Painting by Henry Fuseli

The Oath on the Rütli, also known as The Oath of the Three Confederates on the Rütli, is an oil on canvas painting by the Swiss artist Henry Fuseli, created in 1779–1781. It was commissioned by the city of Zürich, and is now held in the Kunsthaus Zürich. There are also several sketches and studies preserved in various museums around the world.

==Description==
This canvas is a history painting that illustrates the moment of the Rütli oath, where the delegates of the Swiss cantons of Uri, Schwyz and Unterwalden swear to free themselves from the domination of the Habsburgs, on the Grütli or Rütli meadow, in 1307, creating the Old Swiss Confederacy. The three men are represented with their hands in the center, one above the other, while they look towards the sky raising the other arm. The three characters wear armor and the figure in the center is brandishing a sword. Behind them a ray of light illuminates the cloudy sky.

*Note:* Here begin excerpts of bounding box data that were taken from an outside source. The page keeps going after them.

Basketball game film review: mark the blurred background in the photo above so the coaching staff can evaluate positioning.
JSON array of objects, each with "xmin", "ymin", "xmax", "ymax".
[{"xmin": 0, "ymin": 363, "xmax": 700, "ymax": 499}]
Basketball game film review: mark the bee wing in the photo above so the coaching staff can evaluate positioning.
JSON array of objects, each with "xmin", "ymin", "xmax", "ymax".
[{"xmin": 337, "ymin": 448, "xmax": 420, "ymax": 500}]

The figures are seen from below and appear elongated, while at the top in the center a supernatural light emerges from the clouds. Fuseli had made a trip to Italy in that period, where he was able to study the works of the mannerists, in particular the works of Parmigianino, Pontormo and Rosso Fiorentino. The work differs from the artistic canons of the late Baroque art, which were the basis for Neoclassical art, then nascent. Fuseli did not outline precise contours for the figures, he used brushstrokes wide and left the background fairly vague. The work is often compared with another famous work of that time, the Oath of the Horatii (1784), by French painter Jacques-Louis David, as both paintings depict an oath taken by three warriors. However, if the Davidian canvas belongs to the neoclassical style, the work of the Swiss artist is closer to a style that seeks the sublime.